Still, while a great ending can save a mediocre show, the corollary is that a lousy ending can tank even a generally OK one- and 18if is only sporadically OK. The final episodes of 18if try to assemble the pieces of story into some coherent struggle of cosmic significance. There's a VERY silly "war" between the witches, and a resolution of another matter- Katsumi's sister's OWN "Sleeping Beauty" syndrome- that's pure anticlimax. There's some muddled Judeo-Christian theology thrown in (though I'd certainly grant that a lot of "traditional" religious views aren't exactly feminist), and ONCE AGAIN I couldn't figure out exactly how what we've seen really RESOLVED things, but I guess you can't argue with success...
Probably the thing you'll most remember about this show is the "dreamy" bit of electronica that opens it, called "Enter the Red Doors." As was generally true here, I found this more interesting than necessarily enjoyable.
A frankly embarrassing ending, and a hero that I thought, viewed objectively, as being of very little help AT ALL, even if the girls dug him. Some of the dream art is interesting, but if you're looking for surreal imagery, Genius Party has more (and better) graphics. OK, SOMETIMES it wasn't too bad, I suppose.
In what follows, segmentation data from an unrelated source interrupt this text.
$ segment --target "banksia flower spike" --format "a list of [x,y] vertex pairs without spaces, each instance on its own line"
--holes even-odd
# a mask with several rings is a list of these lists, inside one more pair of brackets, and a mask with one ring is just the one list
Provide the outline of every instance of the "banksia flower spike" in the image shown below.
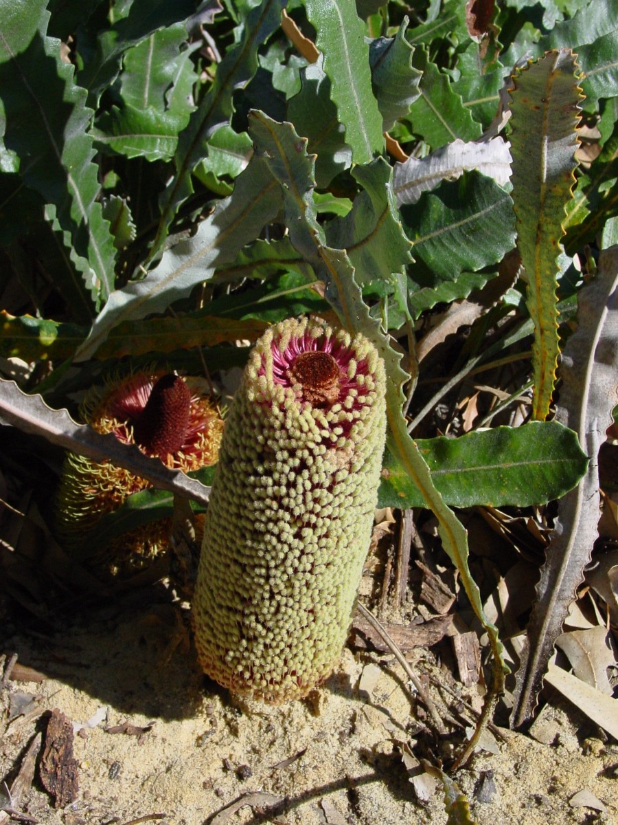
[[[110,380],[85,398],[82,416],[98,432],[113,432],[164,464],[185,473],[217,462],[223,422],[206,397],[205,382],[162,371]],[[92,554],[90,531],[149,482],[110,463],[69,453],[57,497],[57,533],[66,550],[103,578],[126,578],[166,554],[171,519],[137,527]]]
[[269,329],[226,422],[194,595],[198,655],[269,702],[324,680],[345,643],[386,431],[384,365],[363,336]]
The Recommendations are admittedly disparate, but like The Blind Men and the Elephant, different aspects of the show reminded me of different things. — Allen Moody
Recommended Audience: The episode with the vengeful girl that filled Haruto with admiration (#2) has most of the corner on the violence, while Ep. 9 has the nudity and other fanservice, including some LITERALLY scatological imagery; both of these episodes I'd call for 16+, so I'll call the series that overall, even though most of the rest of the show would be fine for 14+.
Version(s) Viewed: Streaming on Crunchyroll.